Ikey Owens

Catching Up On The Week (Oct. 17 Edition)

Some #longreads as you try to figure out a Halloween costume…

It’s the 30th anniversary of The Replacements’ classic album Let It Be, and Consequence of Sound has an all-star roundtable of musicians and writers to discuss the legendary record.  While I personally disagree with the title of the piece (I prefer Tim, though it’s a close battle), I nevertheless agree with the general sentiment that this is an album that merits reflection.

We here at Rust Is Just Right are big fans of Pearl Jam, and it’s not only because of their music.  Over the years, we’ve read several stories that show just how great these guys are as people, and this one of a promise fulfilled to a fan 22 years later is a great example of how much the band appreciates their fans.  In addition, check out this tribute that the band did in remembrance of Ikey Owens.

In this piece for the AV Club, Sean O’Neal examines what makes the memorable riff from David Bowie’s “Rebel Rebel” so brilliant, and would be worth reading for the additional background information from Bowie linked to in the piece.  Elsewhere on the site, Noel Murray writer contributes to the “Primer” feature with a guide to The Beach Boys, an endeavor we fully support.

Mark Lanegan shows off a bit of his sense of humor in this fun interview with Diffuser, as he releases a new solo album once again.

Pitchfork talks to Dhani Harrison about the elusive qualities of his father’s guitar style, as well as other musicians who provide insight into the subtleties that made George’s guitar-playing so timeless.

And finally, if you’re desperate for a hate-read this weekend, there’s this New York Times piece where the online equivalent of the asshole at the record store who sneers at whatever you purchased bemoans what streaming has done in diminishing the effort to be an elitist douchebag.  However, I did enjoy the auto-generated Spotify playlist that was juxtaposed next to his rant.

In Remembrance of Isaiah “Ikey” Owens

Unfortunately, the music world suffered a great loss with the unexpected death of keyboardist Isaiah “Ikey” Owens earlier this week.  Like many fans, I first heard of Ikey when the formation of The Mars Volta was announced.  Back then, once we consoled ourselves after the disintegration of At the Drive-In, we eagerly looked forward to the next project of Cedric Bixler-Zavala and Omar Rodriguez-Lopez.  Once it was revealed that they were adding a keyboard player in to that mix, as well as bringing in ringers like Flea and John Frusciante, we were intrigued as to what the final product would be.

Ikey often brought a subtle presence to the songs, with his contributions often difficult to distinguish at first due to the bombastic nature of many of the guitar arrangements.  But careful listens that many of the melodies and textures were Ikey’s, and his keyboard playing was an integral part of the overall Mars Volta sound.  And even from behind his rows of keyboards and organs, Ikey was an engaging stage presence who would always grab your attention; for instance, when I think of the “Inertiatic ESP” video, it’s his headbobs and glissandos that I remember first.
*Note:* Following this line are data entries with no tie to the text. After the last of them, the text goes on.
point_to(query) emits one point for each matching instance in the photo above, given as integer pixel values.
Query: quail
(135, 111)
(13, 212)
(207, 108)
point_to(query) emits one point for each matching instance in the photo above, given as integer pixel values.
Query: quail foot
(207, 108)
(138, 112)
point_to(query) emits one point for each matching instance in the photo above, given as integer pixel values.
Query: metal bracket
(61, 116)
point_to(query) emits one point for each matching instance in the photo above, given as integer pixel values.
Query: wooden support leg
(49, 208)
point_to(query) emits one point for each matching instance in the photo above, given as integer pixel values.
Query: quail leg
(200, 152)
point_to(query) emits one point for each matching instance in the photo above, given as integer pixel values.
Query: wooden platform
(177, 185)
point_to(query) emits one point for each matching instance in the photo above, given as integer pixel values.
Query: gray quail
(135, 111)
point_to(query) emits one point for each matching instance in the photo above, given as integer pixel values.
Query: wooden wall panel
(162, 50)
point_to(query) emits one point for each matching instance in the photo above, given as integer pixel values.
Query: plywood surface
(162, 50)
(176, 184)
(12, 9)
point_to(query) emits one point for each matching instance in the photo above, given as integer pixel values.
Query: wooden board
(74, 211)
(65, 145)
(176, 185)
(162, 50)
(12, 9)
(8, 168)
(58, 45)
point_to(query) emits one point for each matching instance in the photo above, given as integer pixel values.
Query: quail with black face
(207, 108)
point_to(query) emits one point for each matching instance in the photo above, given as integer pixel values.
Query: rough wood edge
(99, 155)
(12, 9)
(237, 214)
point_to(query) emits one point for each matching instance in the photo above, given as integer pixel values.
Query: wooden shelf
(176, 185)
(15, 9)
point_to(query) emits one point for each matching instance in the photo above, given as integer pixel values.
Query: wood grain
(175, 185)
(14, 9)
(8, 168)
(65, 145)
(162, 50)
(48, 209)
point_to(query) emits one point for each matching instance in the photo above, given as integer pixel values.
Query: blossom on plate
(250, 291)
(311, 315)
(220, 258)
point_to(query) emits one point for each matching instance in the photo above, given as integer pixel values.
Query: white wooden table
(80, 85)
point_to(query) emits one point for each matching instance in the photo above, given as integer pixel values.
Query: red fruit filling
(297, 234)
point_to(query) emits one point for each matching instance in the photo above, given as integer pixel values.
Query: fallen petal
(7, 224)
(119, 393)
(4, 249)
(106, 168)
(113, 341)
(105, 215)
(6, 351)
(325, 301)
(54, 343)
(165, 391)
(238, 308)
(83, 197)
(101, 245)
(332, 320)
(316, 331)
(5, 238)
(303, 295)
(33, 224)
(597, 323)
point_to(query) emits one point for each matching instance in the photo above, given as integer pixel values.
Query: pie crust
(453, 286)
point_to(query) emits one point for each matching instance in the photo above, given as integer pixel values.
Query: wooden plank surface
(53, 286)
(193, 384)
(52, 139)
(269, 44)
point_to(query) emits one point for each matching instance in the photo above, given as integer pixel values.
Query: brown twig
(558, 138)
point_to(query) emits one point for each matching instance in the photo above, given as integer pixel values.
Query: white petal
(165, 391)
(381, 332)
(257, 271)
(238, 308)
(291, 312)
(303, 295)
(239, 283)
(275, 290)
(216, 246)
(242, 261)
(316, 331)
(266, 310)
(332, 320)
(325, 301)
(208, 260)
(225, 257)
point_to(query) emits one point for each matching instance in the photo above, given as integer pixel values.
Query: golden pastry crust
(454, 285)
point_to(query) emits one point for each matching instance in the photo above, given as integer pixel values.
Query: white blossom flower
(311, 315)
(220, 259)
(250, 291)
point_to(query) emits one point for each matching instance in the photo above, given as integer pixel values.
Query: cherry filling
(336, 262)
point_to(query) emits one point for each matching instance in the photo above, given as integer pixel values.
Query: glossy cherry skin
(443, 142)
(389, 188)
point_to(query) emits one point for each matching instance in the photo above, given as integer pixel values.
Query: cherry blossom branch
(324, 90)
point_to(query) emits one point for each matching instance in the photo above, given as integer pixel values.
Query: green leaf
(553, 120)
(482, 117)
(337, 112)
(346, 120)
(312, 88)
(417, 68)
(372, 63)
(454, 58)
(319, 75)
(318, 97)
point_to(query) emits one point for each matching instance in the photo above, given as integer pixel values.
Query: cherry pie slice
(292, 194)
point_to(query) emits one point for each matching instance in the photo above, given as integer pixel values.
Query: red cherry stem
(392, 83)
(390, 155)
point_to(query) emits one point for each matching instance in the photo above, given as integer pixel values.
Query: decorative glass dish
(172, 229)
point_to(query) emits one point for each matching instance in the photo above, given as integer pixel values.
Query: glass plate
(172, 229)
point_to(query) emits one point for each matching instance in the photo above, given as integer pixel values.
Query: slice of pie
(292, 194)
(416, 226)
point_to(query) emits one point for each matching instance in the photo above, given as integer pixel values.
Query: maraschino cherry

After working with The Mars Volta for years, he eventually joined up with Jack White in his “Buzzards” all-star backing band, and anyone who has had the fortune of seeing Jack’s solo shows these past few years knows just how special that lineup is.  It was while on tour in Mexico with Jack White that Ikey’s unfortunate death occurred, and out of respect for him that the rest of White’s tour dates in the country have been cancelled.

Of course, considering the great talent of Ikey, other groups were eager to hire him as a guest musician.  A quick glance at his guest appearances on Wikipedia indicate that artists from a wide variety of genres respected his skills, including El-P, Saul Williams, and Mastodon.  Truly, the world lost a great musician.